Se eu tivesse a solução mágica para isso, certamente estaria rica nesse exato momento.
É nessa hora que aparecerão conselhos e mais conselhos de todos os tipos, alguns bons, outros nem tantos. Todo mundo sabe que o melhor mesmo é deixar o tempo passar. Ok, o tempo cura tudo, e cura mesmo, mas e enquanto ele não passa, o que fazer?

1) Sofra

Por incrível que pareça esse é sempre o primeiro conselho. Pular o luto, é adiar o sofrimento. Então deixe as musiquinhas felizes e baladas super animadas para o momento certo. Sofra o que tiver que sofrer, seja um dia ou uma semana, mas sofra o suficiente para não precisar sofrer parceladamente depois.

2) Perdoe

O principal motivo para se empacar em alguma relação que já passou mas o sentimento ainda não, é não conseguir perdoar. Somos acostumados a achar que teremos em dobro tudo o que fizermos. Mas a vida não é tão justa assim. Na maioria das vezes você vai fazer, fazer e fazer, e nunca terá nada em troca. Você pode até achar que perdoando está livrando a pessoa de toda a culpa que ela tem, mas na verdade o perdão só irá fazer bem a você, te livrando de toda a raiva que carrega. Você não precisa dizer o quão merda uma pessoa é. Ela sabe e terá que conviver a vida toda com as merdas que fez. Os erros foram dela, e ela que conviva com isso. Você não precisa dividir mais esse fardo.

3) Não virem amigos

Virar amigo de ex logo após o término é como querer virar vegetariano no meio de um churrasco. Não funciona e você sofre mais ainda. Isso limpa a consciência pesada que o outro lado está sentindo, mas fode mais ainda a sua cabeça. Não dá para tirar alguém de dentro de você, se essa pessoa ainda permanece constantemente no seu dia a dia. Se essa pessoa te tirou da vida dela, faça o mesmo.

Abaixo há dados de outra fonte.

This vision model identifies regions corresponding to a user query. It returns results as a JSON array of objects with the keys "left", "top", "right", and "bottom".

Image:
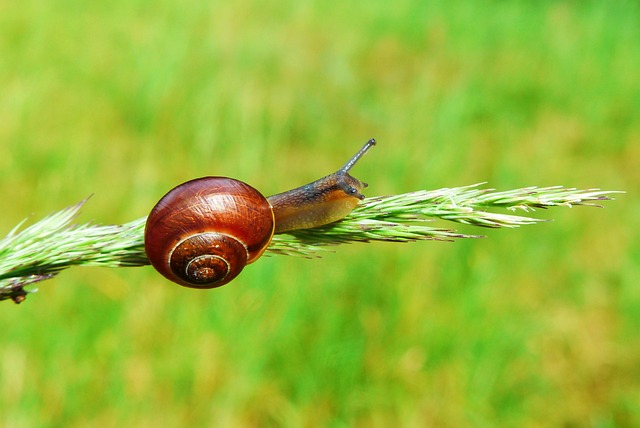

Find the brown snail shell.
[{"left": 145, "top": 177, "right": 275, "bottom": 288}]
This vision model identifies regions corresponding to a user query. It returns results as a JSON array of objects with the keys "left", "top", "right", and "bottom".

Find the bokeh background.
[{"left": 0, "top": 0, "right": 640, "bottom": 427}]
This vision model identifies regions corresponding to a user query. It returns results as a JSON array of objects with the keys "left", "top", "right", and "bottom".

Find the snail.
[{"left": 144, "top": 139, "right": 376, "bottom": 288}]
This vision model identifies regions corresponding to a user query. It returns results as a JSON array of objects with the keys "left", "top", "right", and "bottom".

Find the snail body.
[{"left": 144, "top": 139, "right": 375, "bottom": 288}]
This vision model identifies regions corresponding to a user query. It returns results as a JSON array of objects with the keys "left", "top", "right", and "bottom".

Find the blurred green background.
[{"left": 0, "top": 0, "right": 640, "bottom": 427}]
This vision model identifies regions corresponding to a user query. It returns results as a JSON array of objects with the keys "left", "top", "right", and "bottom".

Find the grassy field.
[{"left": 0, "top": 0, "right": 640, "bottom": 427}]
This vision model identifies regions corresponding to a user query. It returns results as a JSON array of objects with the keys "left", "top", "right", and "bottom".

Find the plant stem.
[{"left": 0, "top": 184, "right": 623, "bottom": 303}]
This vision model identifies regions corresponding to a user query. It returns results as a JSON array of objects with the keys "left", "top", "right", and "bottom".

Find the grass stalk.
[{"left": 0, "top": 183, "right": 623, "bottom": 303}]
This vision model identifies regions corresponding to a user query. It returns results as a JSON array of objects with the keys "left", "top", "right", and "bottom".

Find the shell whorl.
[{"left": 145, "top": 177, "right": 275, "bottom": 288}]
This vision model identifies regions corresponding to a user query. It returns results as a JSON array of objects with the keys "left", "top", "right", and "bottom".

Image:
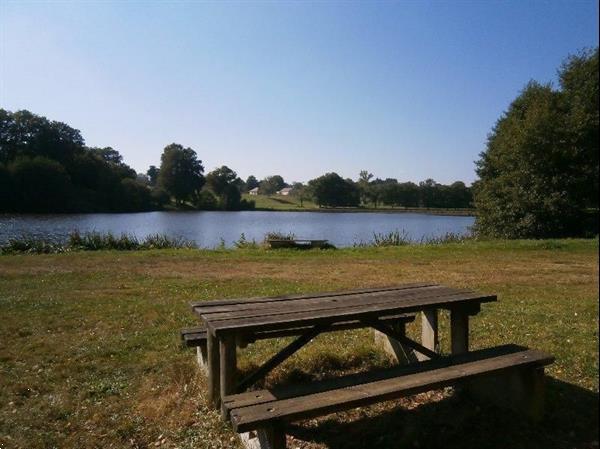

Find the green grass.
[
  {"left": 242, "top": 193, "right": 319, "bottom": 211},
  {"left": 0, "top": 239, "right": 598, "bottom": 449},
  {"left": 242, "top": 193, "right": 475, "bottom": 216}
]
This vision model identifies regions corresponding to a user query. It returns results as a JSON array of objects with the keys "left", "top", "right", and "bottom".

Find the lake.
[{"left": 0, "top": 211, "right": 474, "bottom": 248}]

4) Não se importe com o que a pessoa vai pensar

Muitas pessoas te dirão “Não dê o gostinho ao outro lado de saber que você está sofrendo”, mas quer saber? Foda-se. Sim, foda-se o que a pessoa irá achar do que você teve que fazer para esquecê-la. Não importa mais.
Você não pode se sentir culpado por simplemente estar sentindo a ausência de alguém. Porque você deveria se importar com o que pensa ou deixa de pensar alguém que você quer esquecer? Se é para esquecer, então esqueça direito!

5) Jogue no lixo tudo o que te fizer lembrar

Delete telefones, e-mails, mensagens. Jogue fora cartas, presentes, fotos, bilhetinhos. Tudo. Você não vai precisar de nada disso para relembrar do que tiveram. Tudo o que você precisa já está dentro de você, e não existe botão de delete capaz de apagar. Se agarrar a pequenas demonstrações de carinho só fará com que o passado se mantenha cada vez mais presente. Ou você acha mesmo que seguirá em frente acordando todas as manhãs e dando de cara com o retrato da viagem que fizeram nas últimas férias? O passado passa. Ele tem sempre que passar.

6) Ocupe-se

Comece um novo curso, faça uma viagem, escreva um livro, organize seus albúns de foto, mude o visual, compre roupas novas; enfim, faça algo por você que ocupe a sua cabeça e te faça sentir bem. Pare de sentir pena de você mesmo. Ficar em casa olhando para o teto não resolverá nada. Ninguém baterá na sua porta para te entregar uma garrafinha mágica de felicidade.

7) Suma

O momento mais difícil é sempre quando o outro insiste em procurar. Se a pessoa não está te ligando para se desculpar dos erros que cometeu com você e pedindo para que tenham um novo começo, leve em consideração que você pode ser apenas um alvo fácil e frágil disposto a saciar a carência momentânea do outro. É isso mesmo o que você quer?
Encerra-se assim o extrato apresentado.